Nora fijó la mirada en su pecho desnudo.
– Va a ser terriblemente difícil empezar desde el principio, ¿no crees? -le preguntó, deslizando el dedo por su cuello.
– Supongo que podríamos tener ya alguna intimidad, puesto que no somos exactamente dos desconocidos -posó los labios sobre su hombro desnudo. -Y cuando llegue el momento adecuado, haremos el amor lenta y delicadamente -la hizo inclinarse contra la pared mientras le mordisqueaba el lóbulo de la oreja. -Y quizá el mes que viene, podamos casarnos.
– ¿Casarnos? -jadeó Nora, estremecida de placer a causa de sus besos.
– Podemos celebrar una preciosa boda y disfrutar de una agotadora luna de miel. Después, llegará el momento de formar una familia y…
– ¡Espera! Yo todavía me he quedado en la parte de la boda.
– Sé que ya no podemos dar marcha atrás en el tiempo -continuó explicándole Pete, -pero hablé ayer con Arthur Sterling. Mi contrato termina a finales de este año y le he dicho que, si no te vuelve a contratar, no volveré a trabajar para él.
– Yo no quiero volver a ese trabajo -respondió Nora. -Conseguir que me echaran ha sido una de las mejores cosas que me podía haber sucedido. O quizá la segunda -tomó aire. -Pídemelo otra vez.
– ¿Qué? ¿Crees que no he hecho la proposición correctamente? -suspiró dramáticamente y posó en el suelo una rodilla. -Nora Pierce, te amo en este momento y pretendo seguir amándote durante el resto de mi vida. Cásate conmigo y…
– ¡Dios mío…! -susurró Celeste desde el marco de la puerta. La indignación transformaba sus facciones. Pete la miró por encima del hombro, pero no se molestó en levantarse.

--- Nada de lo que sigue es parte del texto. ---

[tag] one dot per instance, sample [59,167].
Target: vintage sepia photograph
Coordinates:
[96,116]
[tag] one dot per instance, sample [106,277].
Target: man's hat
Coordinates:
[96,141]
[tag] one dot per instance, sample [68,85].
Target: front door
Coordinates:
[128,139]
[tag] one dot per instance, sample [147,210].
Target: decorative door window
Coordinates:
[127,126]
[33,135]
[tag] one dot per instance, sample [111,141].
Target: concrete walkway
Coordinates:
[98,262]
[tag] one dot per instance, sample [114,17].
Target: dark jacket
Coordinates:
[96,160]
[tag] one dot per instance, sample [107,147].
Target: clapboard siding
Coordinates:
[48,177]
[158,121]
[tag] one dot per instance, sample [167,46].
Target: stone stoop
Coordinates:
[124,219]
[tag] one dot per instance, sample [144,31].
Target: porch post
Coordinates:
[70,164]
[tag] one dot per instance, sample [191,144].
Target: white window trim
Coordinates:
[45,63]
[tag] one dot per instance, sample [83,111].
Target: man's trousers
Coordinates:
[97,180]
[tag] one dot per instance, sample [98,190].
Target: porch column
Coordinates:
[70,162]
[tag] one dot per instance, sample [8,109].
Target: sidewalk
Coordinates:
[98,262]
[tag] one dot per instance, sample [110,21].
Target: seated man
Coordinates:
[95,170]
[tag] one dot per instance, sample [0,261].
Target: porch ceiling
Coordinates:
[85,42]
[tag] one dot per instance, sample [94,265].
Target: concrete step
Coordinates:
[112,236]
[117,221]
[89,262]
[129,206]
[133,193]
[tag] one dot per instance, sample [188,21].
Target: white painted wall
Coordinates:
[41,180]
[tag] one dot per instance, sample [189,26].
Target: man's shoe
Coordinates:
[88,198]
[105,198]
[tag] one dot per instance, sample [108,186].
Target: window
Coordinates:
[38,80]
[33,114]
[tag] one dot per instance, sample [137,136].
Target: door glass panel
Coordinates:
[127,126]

– ¿Qué estáis haciendo aquí? -preguntó Celeste. -No, no, mejor no me lo digáis. Oh, no puedo soportarlo. Simplemente no puedo. ¿Cómo puede pasar una cosa así, en medio de mi propia fiesta?
Nora le dirigió a Pete una sonrisa de complicidad y le hizo levantarse.
– No te preocupes, mamá. Me aseguraré de que no tengas que organizar nada de la boda.
La expresión de Celeste se transformó al instante.
– No seas ridícula. Ninguna hija mía va a organizar su propia boda. Eso forma parte de mi trabajo -incapaz de controlarse, le dio a Nora un pellizco en la mejilla. -Ya hablaremos de eso más tarde. La sopa se está enfriando -miró a Pete una vez más y suspiró. -Supongo que es inevitable -y sin más, dio media vuelta y se marchó.
– Espera a que llegue el día que le diga que va a ser abuela -musitó. -Es capaz de saltar desde el puente de la Bahía.
Pete la estrechó contra él.
– Niños… me gusta como suena esa palabra -dijo, al tiempo que alargaba la mano para cerrar la puerta, -y creo que podemos empezar a hacerlos ahora mismo.
Nora se puso de puntillas y le dio un tentador beso en los labios.
– No estoy lista para compartirte en este momento. Quiero que seas todo para mí.
Pete la tomó en brazos y giró con ella en la pequeña habitación hasta dejarla sin respiración.
– De acuerdo, trato hecho. Pero a cambio tendrás que prometerme que te pondrás la peluca por lo menos dos veces a la semana.
Nora echó la cabeza hacia atrás y rió feliz.
– Nunca he sido capaz de negarte nada, así que no voy a empezar a hacerlo ahora.